Early each morning, bleary-eyed, first cup of coffee in hand, we stumble into our home offices. We are the caffeine-fueled, hygiene-challenged, badly-dressed writers who slave at our computers for hours before finally deciding it’s time to take a shower and put on clean underwear. We are (cue ominous music) the Pajama People.
We work alone, sometimes in the dark while our minions sleep. (I’ve always wanted to say I had minions, but I don’t think my cats really count. They think that I’m their minion.)
Anyhoo, therein lies the real problem. We are alone. While we single-mindedly concentrate our gray matter on finding the perfect descriptor, without us realizing it, dark life forms creep into our workspaces and silently invade our computers. These creatures drain the life out of our writing, insinuating their soul-sucking passive voice. They are—the zombies.

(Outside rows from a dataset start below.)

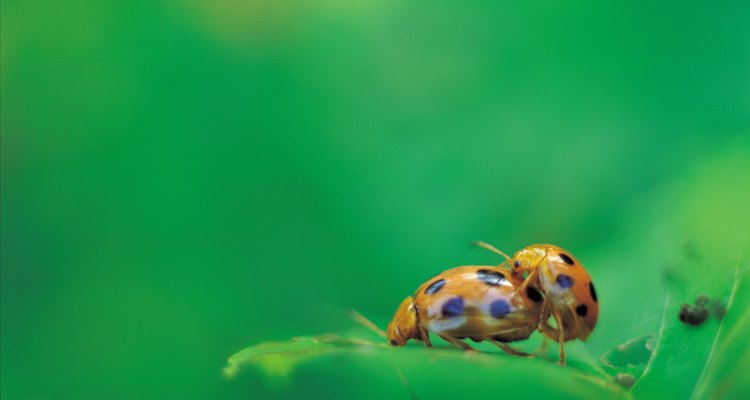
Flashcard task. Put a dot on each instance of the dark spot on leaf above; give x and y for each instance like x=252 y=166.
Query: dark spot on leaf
x=533 y=294
x=499 y=308
x=692 y=315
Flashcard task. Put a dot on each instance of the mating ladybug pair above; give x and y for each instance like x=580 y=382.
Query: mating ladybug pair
x=502 y=303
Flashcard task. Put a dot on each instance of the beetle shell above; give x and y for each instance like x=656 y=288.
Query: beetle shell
x=477 y=302
x=567 y=286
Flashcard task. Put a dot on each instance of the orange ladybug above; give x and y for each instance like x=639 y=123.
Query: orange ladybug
x=569 y=294
x=476 y=302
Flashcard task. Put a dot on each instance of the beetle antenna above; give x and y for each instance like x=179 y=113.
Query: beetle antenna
x=491 y=248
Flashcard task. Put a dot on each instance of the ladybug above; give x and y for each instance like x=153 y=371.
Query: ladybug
x=569 y=294
x=476 y=302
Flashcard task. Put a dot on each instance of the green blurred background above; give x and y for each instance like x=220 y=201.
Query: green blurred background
x=183 y=179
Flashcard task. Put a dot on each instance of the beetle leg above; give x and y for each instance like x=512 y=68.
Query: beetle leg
x=456 y=341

A zombie invasion is a death sentence for us Pajama People, but we can thwart their advance by using an old trick to identify and destroy their lethal passivity. This simple technique is similar to that old favorite of feckless freshmen everywhere, the fortune cookie trick, where at the end of the fortune you tack on the words: in bed. “A lifetime of happiness awaits you—in bed. You will live long and eat many fortune cookies—in bed. You are a poor, pathetic, gullible fool who seeks advice from baked goods in bed.” Though, obviously, this addition is just for yucks, the zombie invasion is deadly serious.
At least it’s deadly to your writing.
Here’s how it works. Look at the following sentence lying there like a big, inviting bowl of brains, just asking to be eaten: “The house was haunted.” If zombies can hijack this sentence and it still makes grammatical sense, it’s passive. “The house was haunted by zombies.” Yes, it’s passive. The soulless brain-eaters have sucked the life from this sentence. But by using the active voice, where by zombies cannot be tacked onto the end, you write a death sentence. “Ghosts haunted the house” is a zombie killer.
Here’s another passive sentence and the easy fix. “The haunted house was opened at midnight by zombies,” can be changed to “The haunted house opened at midnight.”
Even buying goods on the Internet can be passive. “Your order has been placed by zombies.” (They’re probably ordering new shoes. All that foot-dragging takes a toll.) The lifeless passive voice creates a barrier that businesses can hide behind. I mean, who really placed my order? Identify yourself. Would a personal pronoun kill you? Some companies believe that the passive voice makes them sound important and official. I think it makes them sound cold and officious. I’d rather see: “We placed your order.” We meaning real live humans.
So Pajama People, go on the offensive and fight off the attack of the zombies. And remember, in this battle, fuzzy bedroom slippers are optional.